EncryptionYahoo to offer user-friendly e-mail encryption service
Yahoo has announced plans to create its own e-mail encryption plug-in for Yahoo Mail users this year, adding to already growing competition among Silicon Valley firms to capitalize on consumers increased privacy desires. The service will feature “end-to-end” encryption, or the locking up of message contents so that only the user and receiver have access to the information — typically a more advanced and time consuming process which involves specific software and encryption codes.

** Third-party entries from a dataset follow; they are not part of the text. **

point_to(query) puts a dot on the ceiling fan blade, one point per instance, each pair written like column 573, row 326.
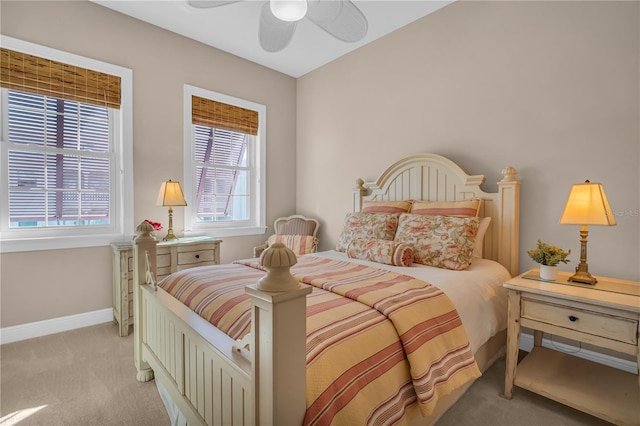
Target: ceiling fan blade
column 210, row 3
column 274, row 34
column 342, row 19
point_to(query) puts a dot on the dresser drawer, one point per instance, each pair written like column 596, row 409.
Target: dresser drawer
column 196, row 254
column 582, row 320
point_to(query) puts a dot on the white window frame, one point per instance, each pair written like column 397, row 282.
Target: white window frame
column 256, row 161
column 121, row 226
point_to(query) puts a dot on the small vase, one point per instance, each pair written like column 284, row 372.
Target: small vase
column 548, row 273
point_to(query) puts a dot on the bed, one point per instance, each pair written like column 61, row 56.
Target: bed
column 351, row 343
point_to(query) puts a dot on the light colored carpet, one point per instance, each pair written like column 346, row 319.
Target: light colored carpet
column 86, row 377
column 79, row 377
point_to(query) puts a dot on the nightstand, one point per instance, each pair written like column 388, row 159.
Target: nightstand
column 605, row 315
column 172, row 256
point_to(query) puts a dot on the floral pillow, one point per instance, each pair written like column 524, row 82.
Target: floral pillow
column 386, row 206
column 380, row 226
column 440, row 241
column 299, row 244
column 381, row 251
column 460, row 208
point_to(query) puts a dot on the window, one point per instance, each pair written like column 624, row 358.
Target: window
column 224, row 164
column 65, row 135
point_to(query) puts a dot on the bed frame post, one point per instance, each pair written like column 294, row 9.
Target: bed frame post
column 279, row 333
column 144, row 256
column 509, row 229
column 358, row 192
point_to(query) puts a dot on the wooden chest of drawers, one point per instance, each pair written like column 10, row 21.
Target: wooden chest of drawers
column 605, row 315
column 172, row 256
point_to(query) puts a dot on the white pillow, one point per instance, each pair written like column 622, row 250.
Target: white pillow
column 482, row 229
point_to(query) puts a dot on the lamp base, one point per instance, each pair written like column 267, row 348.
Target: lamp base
column 170, row 236
column 582, row 275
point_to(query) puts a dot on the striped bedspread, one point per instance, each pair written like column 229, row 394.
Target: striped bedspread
column 378, row 342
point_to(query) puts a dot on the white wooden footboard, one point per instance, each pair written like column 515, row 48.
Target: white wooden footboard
column 208, row 386
column 207, row 374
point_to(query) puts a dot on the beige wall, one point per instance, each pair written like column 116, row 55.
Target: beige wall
column 48, row 284
column 550, row 88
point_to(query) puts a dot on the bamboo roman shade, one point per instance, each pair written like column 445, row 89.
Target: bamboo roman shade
column 206, row 112
column 29, row 73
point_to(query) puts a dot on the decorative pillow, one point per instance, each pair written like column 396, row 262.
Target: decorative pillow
column 482, row 229
column 386, row 206
column 462, row 208
column 299, row 244
column 381, row 251
column 367, row 225
column 441, row 241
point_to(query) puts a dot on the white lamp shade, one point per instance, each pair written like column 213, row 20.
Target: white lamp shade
column 288, row 10
column 587, row 205
column 171, row 194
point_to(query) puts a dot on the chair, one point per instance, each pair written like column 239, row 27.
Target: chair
column 297, row 232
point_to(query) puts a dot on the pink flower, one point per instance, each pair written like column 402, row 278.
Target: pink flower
column 156, row 225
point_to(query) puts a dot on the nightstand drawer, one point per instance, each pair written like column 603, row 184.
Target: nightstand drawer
column 202, row 253
column 585, row 321
column 171, row 256
column 195, row 257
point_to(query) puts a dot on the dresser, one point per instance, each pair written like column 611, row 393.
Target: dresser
column 605, row 315
column 172, row 256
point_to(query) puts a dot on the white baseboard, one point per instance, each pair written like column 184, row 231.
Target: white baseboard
column 526, row 344
column 55, row 325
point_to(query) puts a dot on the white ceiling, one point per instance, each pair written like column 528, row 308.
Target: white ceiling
column 234, row 28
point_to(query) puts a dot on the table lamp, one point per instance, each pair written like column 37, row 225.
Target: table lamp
column 587, row 205
column 170, row 195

Yahoo has announced plans to create its own e-mail encryption plug-in for Yahoo Mail users this year, adding to already growing competition among Silicon Valley firms to capitalize on consumers increased privacy desires.
Thee Washington Post reports that the service will feature “end-to-end” encryption, or the locking up of message contents so that only the user and receiver have access to the information — typically a more advanced and time consuming process which involves specific software and encryption codes.
“What we’re trying to do at Yahoo is build our products so they’re safe and trustworthy, not just secure,” said Yahoo information security chief Alex Stamos. “That means making tools that are both simple enough for everyday users and strong enough to protect those facing more advanced threats, such as journalists and activists working in areas where freedom of expression is restricted.”
Google announced last June that it was also working on an end-to-end service for users of their Chrome platform. The version of the plug-in for Yahoo Mail users would work with the Chrome service to ensure better security between the competing mail services, benefitting the users for both services in the long run.
The move is part of a larger plan for the company to compete with Chrome and others, especially as the Yahoo Mail service is considered to be a generation older than its competitors.
With more attention to online security following the Edward Snowden leaks, and the involvement of Stamos, who joined Yahoo a year ago, the company is now trying to make a competitive move to offer more comprehensive benefits.
“Mail is one of the cornerstones of the Yahoo experience. It’s one of the ways we engage with some of the oldest and most dedicated Yahoo users,” Stamos said.
The company intends to make the service so easy to use that customers will be able to incorporate it with just a few clicks. Stamos and others imagine the plug-in to be used for a variety of situations, including the messaging of sensitive documents such as tax information or a private conversation with a spouse.
At a presentation during South by Southwest in Austin, Texas, the company premiered a video which compared the new platform to the more traditional end-to-end models. In the piece, a new user is able to send their first encrypted message in less than a minute.
Yahoo is not yet making the service available, but it is releasing the code behind the plug-in for public review in the hope that more patches to the software can be made before launching by the end of 2015.